The first time a judge sent Marquise-Unique Travon Flynn to juvenile detention he was in fifth grade. He had one goal: not to cry in front of the other kids in the courtroom.
“So when I sat there I didn’t cry,” Marquise recalled.
But his mother Gail Morehouse did.
“I couldn’t believe it,” she said. “He hadn’t broken any laws. I just didn’t get it.”
Marquise was locked up not for a juvenile offense, but because he was a truant who wasn’t following a judge’s orders.
Washington state leads the nation in locking up youth for skipping school and other non-criminal behavior. And one county leads all the rest -- Grays Harbor on Washington’s coast.
Chronic migraines … and chronic absences
On a recent breezy afternoon, Marquise returned to Robert Gray Elementary School in Aberdeen.
“This is where it all started,” he said.
The school was locked, but Marquise pointed through the front window.
“That’s the office right there and there’s a little cubby,” he said. “I used to sit in that cubby all the time, just getting in trouble.”
Marquise said he would get kicked out of class for doing things like beatboxing.
“I used to do that a lot, all the time,” he said.
But there was something else going on too. Marquise was missing a lot of school. The Aberdeen School District said Marquise was absent 69 days in third grade and 54 days in fourth grade.
He blamed chronic migraines. “That’s like staying at home puking,” he said.
“A lot had to do with the headaches,” his mother said. “And sometimes we couldn’t get a doctor’s note.”
At the end of his fourth-grade year, the school district filed a truancy petition against Marquise in juvenile court.
Gail said, “I got the notice in the mail.”
Seven days in lock-up
Suddenly, Marquise’s attendance and his behavior in school were a matter for the courts. As Marquise began fifth grade, he and his mother had to appear regularly before a judge. At first things went OK, but then Marquise hit a patch of trouble. He was accused of three instances of disruptive and disrespectful behavior at school. He also failed to complete a court-ordered good manners assignment.
That’s when Marquise did his first stint in juvenile detention. He spent seven days locked up.
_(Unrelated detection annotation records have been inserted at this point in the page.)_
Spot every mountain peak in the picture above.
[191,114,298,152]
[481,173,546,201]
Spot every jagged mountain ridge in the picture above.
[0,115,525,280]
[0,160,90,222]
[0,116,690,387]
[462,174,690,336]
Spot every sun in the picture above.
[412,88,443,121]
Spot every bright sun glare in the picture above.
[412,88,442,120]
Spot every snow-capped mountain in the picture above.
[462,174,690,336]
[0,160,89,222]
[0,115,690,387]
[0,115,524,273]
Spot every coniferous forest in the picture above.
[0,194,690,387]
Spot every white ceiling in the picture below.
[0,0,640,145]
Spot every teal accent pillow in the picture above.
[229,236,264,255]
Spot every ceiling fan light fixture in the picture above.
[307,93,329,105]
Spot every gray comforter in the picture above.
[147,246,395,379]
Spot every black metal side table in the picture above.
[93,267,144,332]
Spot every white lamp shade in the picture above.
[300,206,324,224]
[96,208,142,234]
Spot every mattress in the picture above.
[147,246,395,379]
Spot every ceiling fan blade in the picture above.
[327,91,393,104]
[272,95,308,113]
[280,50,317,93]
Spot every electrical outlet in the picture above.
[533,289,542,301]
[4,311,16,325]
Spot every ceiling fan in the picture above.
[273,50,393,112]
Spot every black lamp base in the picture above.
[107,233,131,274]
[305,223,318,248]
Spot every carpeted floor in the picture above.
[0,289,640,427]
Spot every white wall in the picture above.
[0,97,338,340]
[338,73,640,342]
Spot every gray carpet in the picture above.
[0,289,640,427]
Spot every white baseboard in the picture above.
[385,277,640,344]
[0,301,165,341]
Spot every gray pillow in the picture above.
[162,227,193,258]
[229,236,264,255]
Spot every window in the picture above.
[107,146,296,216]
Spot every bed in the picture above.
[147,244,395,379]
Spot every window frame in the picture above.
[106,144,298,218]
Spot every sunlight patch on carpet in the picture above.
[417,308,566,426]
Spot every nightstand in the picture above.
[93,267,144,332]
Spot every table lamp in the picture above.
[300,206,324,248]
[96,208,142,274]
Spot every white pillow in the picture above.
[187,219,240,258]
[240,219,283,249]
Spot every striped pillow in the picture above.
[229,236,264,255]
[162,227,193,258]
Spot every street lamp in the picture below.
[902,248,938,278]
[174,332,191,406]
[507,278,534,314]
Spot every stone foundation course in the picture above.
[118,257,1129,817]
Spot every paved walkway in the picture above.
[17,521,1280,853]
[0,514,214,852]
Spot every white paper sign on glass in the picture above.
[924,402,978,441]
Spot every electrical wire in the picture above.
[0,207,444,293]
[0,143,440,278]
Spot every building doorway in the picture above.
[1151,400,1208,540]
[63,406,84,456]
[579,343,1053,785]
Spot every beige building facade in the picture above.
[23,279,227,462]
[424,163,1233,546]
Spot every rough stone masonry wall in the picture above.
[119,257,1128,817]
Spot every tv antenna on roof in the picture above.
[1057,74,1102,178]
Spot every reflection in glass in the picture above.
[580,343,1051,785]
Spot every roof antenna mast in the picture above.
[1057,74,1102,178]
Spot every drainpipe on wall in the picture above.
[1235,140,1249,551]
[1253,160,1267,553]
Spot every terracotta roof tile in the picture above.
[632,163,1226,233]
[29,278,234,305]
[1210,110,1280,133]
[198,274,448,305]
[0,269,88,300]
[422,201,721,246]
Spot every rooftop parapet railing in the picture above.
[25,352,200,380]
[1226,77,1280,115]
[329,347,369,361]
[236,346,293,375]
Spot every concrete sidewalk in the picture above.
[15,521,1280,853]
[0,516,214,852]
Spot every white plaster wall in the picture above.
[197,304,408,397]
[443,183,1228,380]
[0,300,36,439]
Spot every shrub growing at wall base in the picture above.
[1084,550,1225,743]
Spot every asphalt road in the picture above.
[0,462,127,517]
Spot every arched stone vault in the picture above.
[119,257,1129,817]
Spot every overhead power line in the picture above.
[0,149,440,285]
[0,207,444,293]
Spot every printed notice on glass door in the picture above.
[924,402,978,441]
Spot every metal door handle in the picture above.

He was 11 years old.
The judge who put him there: David Edwards of Grays Harbor County Superior Court.
“I think Marquise, when he was 11 years old, was extremely defiant and his mother was making excuses for him all the time,” Edwards said.
Marquise’s mom said her son could be difficult, but being locked up for bad behavior?
“The punishment was something that grownups would never get,” she said.
Judge Edwards though believed detention can help a kid like Marquise learn that they are responsible for their own behavior.
“Sometimes that lesson can only be learned through an unpleasant consequence and kids consider our detention facility an unpleasant consequence,” he said.
Case closed?
After his release, Marquise did stay out of trouble. But soon he was missing school again. The school district would file two more truancy petitions in court.
Over a two-and-a-half year period, Marquise would be sent to juvenile detention seven more times: for skipping school, disrespectful behavior and, later, for testing positive for marijuana.
Between fifth grade and ninth grades he would spend a total of 42 days locked up. His mom calls it a “travesty of justice.” She believes all those days locked way institutionalized her son.
“The attitude that ‘I’m here, nothing I can do about it, all I can do is my time, I’ll be glad to get out, but no big deal,’” she said.
“Current circumstances don’t support that opinion,” Judge Edwards countered.
He recently closed Marquise’s third truancy case.
“I think that what happened in truancy court was an essential factor in his ultimately becoming successful,” Judge Edwards said.
Today, Marquise is in tenth grade. He’s attending an alternative high school and has dreams of playing college football.